The WELL standard for mental well-being is closely linked to aesthetics. “Unique and culturally rich spaces” have a positive effect on occupants’ mood and comfort levels. Nurse observes a resurgence in the use of organic materials and natural elements in the workplace, with a preference for wood and greenery, along with artwork and meaningful symbols of culture, spirit, or place.
While limited by geography, outdoor working spaces are flourishing. Nurse references one client campus where lush landscaping, complete with ponds and bridges, makes the perfect backdrop for meeting pavilions outfitted with marker boards, WiFi, and other technology. Companies in less hospitable climates can create interior environments that replicate the sensation of being outdoors. “I think that is a nice design challenge,” she says.
Change Management and Ongoing Engagement
Reflecting its broader focus on human behavior, WELL is an interactive program that extends beyond a checklist of design accomplishments to include actual operations. The certification process measures, verifies, and then monitors performance over a three-year active period. Participating entities are required to submit documentation with periodic updates on individual criteria such as air and water quality, light attributes, and thermal conditions, as well as the way people respond to their new environment. Occupants are regularly surveyed to make sure they are comfortable. “It is a very two-way type of situation in which everyone’s voice can be heard,” says Stawniczy.
Such a sweeping cultural effort does need to be guided by a strong change management program, starting at the outset of the project. Early employee input on various features is supplemented by ongoing promotion and education to ensure the workforce is aware of and taking advantage of all the new pathways to healthier living, whether circadian lighting, the correct use of fitness equipment, or the presence of a wellness room for a migraine. The shift in mindset can be facilitated by specially designated personnel—such as a collaboration officer or a concierge—who are fully versed in all WELL benefits and often initiate community-building activities.
Because many WELL features relate to comfort and mind, Stawniczy points out that the standards will also trigger changes in human resource policies, whether participation in a bike-share program, parental leave (paternal or maternal), or philanthropy. “For the first the time in 20-plus years, I’m having conversations with HR professionals to make sure policies align with WELL standards. We are not just changing architecture, but behaviors.”
When it comes to questions on the cost of designing to meet WELL standards, Stawniczy and Nurse both agree that the greater value lies in the results. Some savings are more easily quantifiable than others, for example, in health insurance rates. Increased productivity might be hard to measure, but “engaged, comfortable, happy employees will work harder than those who are physically uncomfortable,” says Stawniczy.
It’s also a boon for recruiting. Interest in recruiting and retaining the right talent has more than doubled since 2009, Nurse reports. “When candidates see signs that the company is investing in employee well-being, it just might be that extra nugget to pull in top talent.”

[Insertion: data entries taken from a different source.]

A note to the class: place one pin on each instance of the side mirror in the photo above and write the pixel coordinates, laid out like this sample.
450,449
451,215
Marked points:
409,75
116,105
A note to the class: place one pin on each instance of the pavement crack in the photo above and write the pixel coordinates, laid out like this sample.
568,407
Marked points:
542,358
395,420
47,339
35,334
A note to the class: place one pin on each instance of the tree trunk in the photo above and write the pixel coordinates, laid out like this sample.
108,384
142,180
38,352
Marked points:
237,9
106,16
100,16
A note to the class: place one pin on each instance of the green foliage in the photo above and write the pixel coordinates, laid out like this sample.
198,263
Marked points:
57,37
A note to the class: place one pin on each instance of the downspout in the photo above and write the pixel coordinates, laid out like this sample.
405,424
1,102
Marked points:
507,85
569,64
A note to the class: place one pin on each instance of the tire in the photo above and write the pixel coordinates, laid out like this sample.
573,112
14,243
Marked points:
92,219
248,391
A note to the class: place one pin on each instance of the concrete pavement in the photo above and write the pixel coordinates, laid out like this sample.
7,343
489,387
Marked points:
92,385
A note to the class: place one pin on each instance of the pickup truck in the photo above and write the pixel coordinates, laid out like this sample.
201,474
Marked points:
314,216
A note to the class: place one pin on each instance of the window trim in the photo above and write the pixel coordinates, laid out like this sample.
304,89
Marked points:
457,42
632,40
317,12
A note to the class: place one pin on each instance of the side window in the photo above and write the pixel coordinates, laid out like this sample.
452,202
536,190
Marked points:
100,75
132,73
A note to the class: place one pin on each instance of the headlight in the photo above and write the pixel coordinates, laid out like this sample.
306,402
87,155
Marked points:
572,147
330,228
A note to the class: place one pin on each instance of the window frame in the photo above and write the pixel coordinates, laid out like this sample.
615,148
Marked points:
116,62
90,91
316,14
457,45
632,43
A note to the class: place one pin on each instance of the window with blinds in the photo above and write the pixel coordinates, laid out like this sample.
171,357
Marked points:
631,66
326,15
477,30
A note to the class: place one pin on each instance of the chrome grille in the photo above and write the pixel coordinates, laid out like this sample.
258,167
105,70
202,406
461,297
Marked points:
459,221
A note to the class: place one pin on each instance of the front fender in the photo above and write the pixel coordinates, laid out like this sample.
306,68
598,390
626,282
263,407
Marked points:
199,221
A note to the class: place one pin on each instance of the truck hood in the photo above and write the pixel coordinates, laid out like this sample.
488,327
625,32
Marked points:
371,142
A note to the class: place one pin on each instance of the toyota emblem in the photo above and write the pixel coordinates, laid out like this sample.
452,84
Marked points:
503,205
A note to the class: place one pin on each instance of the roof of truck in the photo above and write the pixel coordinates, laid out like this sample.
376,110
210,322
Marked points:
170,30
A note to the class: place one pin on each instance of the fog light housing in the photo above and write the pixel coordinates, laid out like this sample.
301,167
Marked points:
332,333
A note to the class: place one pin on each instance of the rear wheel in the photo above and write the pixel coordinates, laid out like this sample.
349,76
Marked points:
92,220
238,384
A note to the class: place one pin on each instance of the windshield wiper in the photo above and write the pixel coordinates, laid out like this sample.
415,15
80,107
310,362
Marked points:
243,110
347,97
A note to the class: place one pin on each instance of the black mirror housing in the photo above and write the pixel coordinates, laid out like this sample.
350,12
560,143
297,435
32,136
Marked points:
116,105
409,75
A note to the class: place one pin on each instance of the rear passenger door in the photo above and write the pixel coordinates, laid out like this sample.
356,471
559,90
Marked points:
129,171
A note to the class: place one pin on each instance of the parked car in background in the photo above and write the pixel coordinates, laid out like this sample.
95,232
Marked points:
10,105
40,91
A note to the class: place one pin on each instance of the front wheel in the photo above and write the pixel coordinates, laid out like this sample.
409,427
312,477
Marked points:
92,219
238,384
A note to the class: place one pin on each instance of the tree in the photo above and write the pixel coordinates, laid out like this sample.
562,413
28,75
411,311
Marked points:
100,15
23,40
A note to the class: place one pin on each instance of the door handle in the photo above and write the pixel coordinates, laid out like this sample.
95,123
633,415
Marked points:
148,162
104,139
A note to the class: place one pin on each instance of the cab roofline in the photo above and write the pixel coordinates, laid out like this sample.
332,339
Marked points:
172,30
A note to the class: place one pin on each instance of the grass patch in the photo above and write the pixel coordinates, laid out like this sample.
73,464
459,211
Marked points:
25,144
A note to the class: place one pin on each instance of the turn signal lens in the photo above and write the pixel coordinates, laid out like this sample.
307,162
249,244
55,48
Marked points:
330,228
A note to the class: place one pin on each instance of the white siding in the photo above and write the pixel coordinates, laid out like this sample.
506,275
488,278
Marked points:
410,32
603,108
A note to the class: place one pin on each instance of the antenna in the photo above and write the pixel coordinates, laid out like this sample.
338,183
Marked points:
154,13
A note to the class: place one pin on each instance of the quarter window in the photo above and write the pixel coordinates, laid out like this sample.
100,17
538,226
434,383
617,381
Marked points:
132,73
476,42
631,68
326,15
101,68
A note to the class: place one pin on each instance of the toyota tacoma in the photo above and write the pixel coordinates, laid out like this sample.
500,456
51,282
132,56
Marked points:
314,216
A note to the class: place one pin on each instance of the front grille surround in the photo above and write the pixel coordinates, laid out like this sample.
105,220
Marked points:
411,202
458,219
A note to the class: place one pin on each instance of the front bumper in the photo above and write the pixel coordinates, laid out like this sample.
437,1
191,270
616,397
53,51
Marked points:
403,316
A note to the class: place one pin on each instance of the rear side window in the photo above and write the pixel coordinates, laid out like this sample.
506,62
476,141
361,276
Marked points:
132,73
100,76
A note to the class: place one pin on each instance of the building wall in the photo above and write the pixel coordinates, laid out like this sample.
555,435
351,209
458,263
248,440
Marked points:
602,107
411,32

In contrast to the 15 percent average participation in corporate wellness offerings, participation in a WELL-certified space runs at 100 percent. Considering that 99 percent of employers are expected to offer health improvement and wellness programs within the next three to five years, the statistics attest to WELL’s value and effectiveness.
“The WELL Building Standard is an amazing reference guide to assist with the design process,” Stawniczy says. “Whether you opt for certification or not, it is good design that advances the well-being of the people who are indoors 90 percent of the day. The ultimate goal of WELL is to have buildings and communities that create a positive human experience,” he concludes.